The closures span the length of the state, from dining institutions such as Yellow Billy Restaurant in Pokolbin and Babyface Kitchen in Wollongong, to newer hatted venues including Valentina in Merimbula and Roco Ramen & Sake in Brunswick Heads, as well as popular local bars and cellar doors. The pattern, identified by the SMH's Good Food, points to a structural shift rather than isolated misfortune.
ASIC recorded a 57 per cent rise in insolvencies across the food and accommodation sector in the 12 months to March, and a 2026 CreditorWatch report found more than one in ten restaurants and cafes collapsed over the past year — the highest failure rate of any industry in Australia.
Chef-restaurateur Troy Rhodes-Brown, owner and operator of two-hatted Muse Restaurant in Pokolbin, described the conditions facing operators to the SMH as relentless. "Pretty much every conceivable cost has increased substantially — labour, food, utilities, insurance, compliance, freight and maintenance — alongside a squeeze on guests' discretionary spending," he said. "It creates something of a perfect storm."
Rhodes-Brown acknowledged his own venue's 17-year track record had built resilience others couldn't rely on. "But where I really feel for the industry is the independent operators who have only been trading for a few years," he told the SMH. "Opening a restaurant often means putting everything on the line — servicing start-up loans, building a trusted brand from scratch, learning through inevitable mistakes — all within a framework that leaves very little room for error."
The challenges are amplified outside the capital.

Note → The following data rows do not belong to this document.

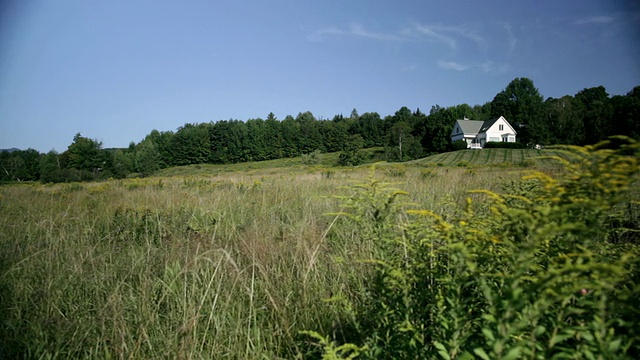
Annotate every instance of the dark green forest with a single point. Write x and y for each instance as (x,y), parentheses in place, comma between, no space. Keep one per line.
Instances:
(589,116)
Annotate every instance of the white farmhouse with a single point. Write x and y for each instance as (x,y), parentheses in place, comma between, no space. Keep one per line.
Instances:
(477,133)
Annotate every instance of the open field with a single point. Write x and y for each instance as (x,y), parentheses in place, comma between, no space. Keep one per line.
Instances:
(204,261)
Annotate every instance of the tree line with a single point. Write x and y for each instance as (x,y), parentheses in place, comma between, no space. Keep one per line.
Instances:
(589,116)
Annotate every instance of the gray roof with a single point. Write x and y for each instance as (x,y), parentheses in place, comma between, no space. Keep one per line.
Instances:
(471,126)
(487,124)
(476,126)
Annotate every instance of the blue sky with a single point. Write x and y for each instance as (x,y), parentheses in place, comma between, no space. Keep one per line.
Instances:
(115,70)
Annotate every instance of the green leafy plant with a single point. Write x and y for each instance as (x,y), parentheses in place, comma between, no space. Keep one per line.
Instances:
(530,273)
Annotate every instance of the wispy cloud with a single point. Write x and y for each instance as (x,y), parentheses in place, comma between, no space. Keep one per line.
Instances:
(449,35)
(354,30)
(594,20)
(487,67)
(410,68)
(513,41)
(450,65)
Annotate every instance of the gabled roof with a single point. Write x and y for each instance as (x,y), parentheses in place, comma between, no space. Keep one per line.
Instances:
(478,126)
(470,126)
(487,124)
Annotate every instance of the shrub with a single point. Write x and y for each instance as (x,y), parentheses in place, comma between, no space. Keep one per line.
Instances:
(504,145)
(531,273)
(312,158)
(459,145)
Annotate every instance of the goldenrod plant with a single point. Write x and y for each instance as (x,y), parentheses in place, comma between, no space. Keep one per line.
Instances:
(538,271)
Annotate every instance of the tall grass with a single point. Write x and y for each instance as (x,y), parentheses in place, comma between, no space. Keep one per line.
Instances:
(204,264)
(233,264)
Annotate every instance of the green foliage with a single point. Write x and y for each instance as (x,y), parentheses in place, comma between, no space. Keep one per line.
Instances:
(521,103)
(504,145)
(352,154)
(459,145)
(147,158)
(531,273)
(313,158)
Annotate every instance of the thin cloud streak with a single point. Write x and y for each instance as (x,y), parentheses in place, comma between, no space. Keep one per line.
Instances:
(513,41)
(487,67)
(354,30)
(451,65)
(450,35)
(594,20)
(447,35)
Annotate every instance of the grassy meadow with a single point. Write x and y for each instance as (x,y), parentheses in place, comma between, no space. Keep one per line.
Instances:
(205,262)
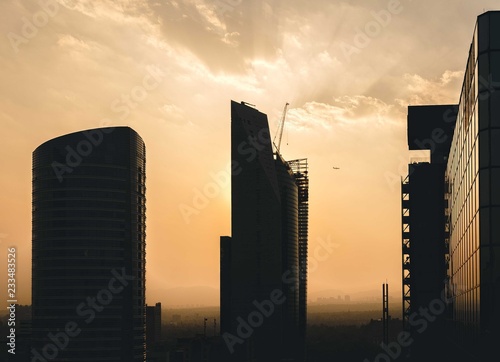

Restaurateur Kat Harvey-Barakat, who relocated from Melbourne to the Northern Rivers in 2022 to open burger concept Slicks and Middle Eastern restaurant Baraka.
"It is, hand over fist, a million times more challenging to operate a restaurant in a regional area than it is in a capital city," she said.
Harvey-Barakat said customers were more transient, supply chains were longer, and a single weather event was capable of wiping out an entire evening's trade.
Chef Manuel Tersigni had a similar experience after moving from Sydney to open Rosetta Deli & Bistro in Mullumbimby in 2023. "When your profit margins are so thin, you rely on volume, but that's the twist," he told the SMH. "The problem in these areas is that there's not enough volume, so you hit the ceiling very quickly." Tersigni closed Rosetta's in 2025 and returned to Sydney to lead CBD restaurant Margot Osteria.
For Josh and Jess Gregory, the decision to close their Newcastle seafood restaurant Thermidor Oyster Bar & Brasserie in December was ultimately a personal one. Facing a projected shortfall of more than $100,000 to survive the winter slump, and weighing that against the family home they would have needed to borrow against, Josh Gregory told the SMH the calculus was stark. "Do we want to double down and borrow more money against our home, and run the risk of losing everything?" he said.
Andrew Burns, who closed Babyface Kitchen in Wollongong after a decade in December, offered a more pragmatic verdict on the regional landscape. "If I was ever going to open a restaurant again, it would be in the city," he told the SMH.
"Every time I go to a decent restaurant in Sydney, it's full. It might be winter, it might be a Sunday. That's just not the case in Wollongong."